Gradient of $\mbox{dist}\left(x, D \right)^2:= \left\| x - P_{D}(x)\right\|_2^2$, where $P_{D}(x)$ is a projection operator

There is a fast way of proving this as a corollary of the result $$\nabla(M_{\gamma f})=\gamma^{-1}(\textrm{Id}-\textrm{prox}_{\gamma f}),\tag{*}$$ where $\gamma\in\mathbb{R}_{++}$ and $M_{\gamma f}$ is the Moreau Envelope of a proper, lower-semicontinuous, convex function $f:\mathbb{R}^n\to]-\infty,+\infty]$. This result appears in Corollary 12.31 of Bauschke & Combettes' book, vol. 2. The argument essentially states that if you let $\gamma=1/2$ and let $f$ be the $0$-$\infty$ indicator function of the set $D$, then $M_{\gamma f}=\textrm{dist}^2_D/2$ and $\textrm{prox}_{\gamma f}=P_D$. Then you just multiply (*) to get the factor of $2$.

I'd be interested to see a more direct proof using less "heavy-duty" machinery.


Here is a proof using non differentiable calculus.

Let $d_D(x) = \min_{d \in D} \|x-d\|^2$. The $\min$ is attained at a unique point $P_D(x)$ because $D$ is closed & convex.

If we pick some $x^*$ and restrict $x$ to the closed ball $\overline{B}(x^*,1)$, we can assume that $D$ is compact.

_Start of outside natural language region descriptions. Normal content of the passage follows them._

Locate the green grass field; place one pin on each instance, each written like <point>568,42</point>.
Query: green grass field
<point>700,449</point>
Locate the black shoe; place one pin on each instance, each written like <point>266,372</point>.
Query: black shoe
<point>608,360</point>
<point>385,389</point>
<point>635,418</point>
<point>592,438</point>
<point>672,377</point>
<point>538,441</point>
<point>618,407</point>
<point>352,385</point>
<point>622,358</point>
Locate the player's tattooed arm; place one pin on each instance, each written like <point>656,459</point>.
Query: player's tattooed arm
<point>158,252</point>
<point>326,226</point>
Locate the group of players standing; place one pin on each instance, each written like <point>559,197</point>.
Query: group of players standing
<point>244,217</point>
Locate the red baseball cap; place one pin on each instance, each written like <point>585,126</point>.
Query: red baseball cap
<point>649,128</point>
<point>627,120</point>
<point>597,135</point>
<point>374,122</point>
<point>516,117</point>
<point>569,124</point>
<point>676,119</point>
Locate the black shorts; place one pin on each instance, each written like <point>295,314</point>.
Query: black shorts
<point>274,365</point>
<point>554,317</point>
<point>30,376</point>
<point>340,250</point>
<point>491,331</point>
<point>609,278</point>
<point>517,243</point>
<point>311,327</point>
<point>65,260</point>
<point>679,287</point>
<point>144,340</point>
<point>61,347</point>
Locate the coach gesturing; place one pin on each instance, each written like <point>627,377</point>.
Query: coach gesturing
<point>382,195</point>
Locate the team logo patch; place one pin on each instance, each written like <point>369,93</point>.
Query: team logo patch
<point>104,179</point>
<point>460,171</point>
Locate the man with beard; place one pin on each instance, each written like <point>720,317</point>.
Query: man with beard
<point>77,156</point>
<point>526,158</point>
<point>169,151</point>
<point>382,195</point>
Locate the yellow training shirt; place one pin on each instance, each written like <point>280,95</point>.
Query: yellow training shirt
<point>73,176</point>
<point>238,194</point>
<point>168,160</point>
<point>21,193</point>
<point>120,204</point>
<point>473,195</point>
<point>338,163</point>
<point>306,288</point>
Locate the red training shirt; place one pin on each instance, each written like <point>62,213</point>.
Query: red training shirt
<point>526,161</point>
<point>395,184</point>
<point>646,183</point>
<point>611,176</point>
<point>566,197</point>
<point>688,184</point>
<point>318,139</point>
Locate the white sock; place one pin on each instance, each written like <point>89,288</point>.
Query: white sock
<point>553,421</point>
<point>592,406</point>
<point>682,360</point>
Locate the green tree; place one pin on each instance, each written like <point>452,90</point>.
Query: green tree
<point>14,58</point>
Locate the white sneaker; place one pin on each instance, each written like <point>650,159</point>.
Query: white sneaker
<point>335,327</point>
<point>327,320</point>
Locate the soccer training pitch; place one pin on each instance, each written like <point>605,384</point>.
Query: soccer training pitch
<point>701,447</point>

To see this, pick $R=\sqrt{d_D(x^*)}+1$ and let $D' = D \cap \overline{B}(x^*,R)$. Then $d_D(x) \le \|x-P_D(x^*)\|^2 \le (\|x-x^*\| + \sqrt{d_D(x^*)})^2 \le R^2$. In particular, $P_D(x) \in D'$ and so, locally, $d_D(x) = d_{D'}(x)$, so we may assume that $D$ is bounded and hence compact.

We can write $d_D(x) = - g(x)$, where $g(x)=\max_{d \in D} \phi(x,d)$ and $\phi(x,d) = - \|x-d\|^2 $. Since $g$ is locally Lipschitz it has a (Clarke) generalised gradient and we can compute it by $\partial g(x) = \operatorname{co} \{ { \partial \phi(x,d) \over \partial x} \}_{d \in I(x)}$ with $I(x) = \{ d \in D | \phi(d,x) = g(x) \}$. Since the maximiser is unique, it turns out that $g$ is differentiable and ${\partial g(x) \over \partial x} = { \partial \phi(x,P_D(x)) \over \partial x} = - 2(x-P_D(x))^T$. Hence $d_D$ is differentiable and ${\partial d_D(x) \over \partial x} = 2(x-P_D(x))^T$.


Here is a tedious but elementary proof.

Note that the projection is Lipschitz with rank one, that is $\|P_D(x)-P_D(y)\| \le \|x-y\|$ (see here for example).

Note that $f(y) \le \|y-P_D(x)\|^2 = \|x-P_D(x)+y-x\|^2 = f(x) + 2(x-P_D(x))^T(y-x) +\|y-x\|^2$ so we have $f(y)-f(x) - 2(x-P_D(x))^T(y-x) \le \|y-x\|^2$.

Swapping $x,y$ we get $-(f(y)-f(x) - 2(y-P_D(y))^T(y-x)) \le \|y-x\|^2$.

Note that $y-P_D(y) = x-P_D(x) + y-x+P_D(x)-P_D(y)$, so the above becomes \begin{eqnarray} -(f(y)-f(x) - 2(x-P_D(x))^T(y-x)) &\le & \|y-x\|^2-2(y-x+P_D(x)-P_D(y))(y-x) \\ &\le& 4 \|y-x\|^2 \end{eqnarray} In particular, $f$ is differentiable at $x$ and $D f(x)h = 2(x-P_D(x))^T h$.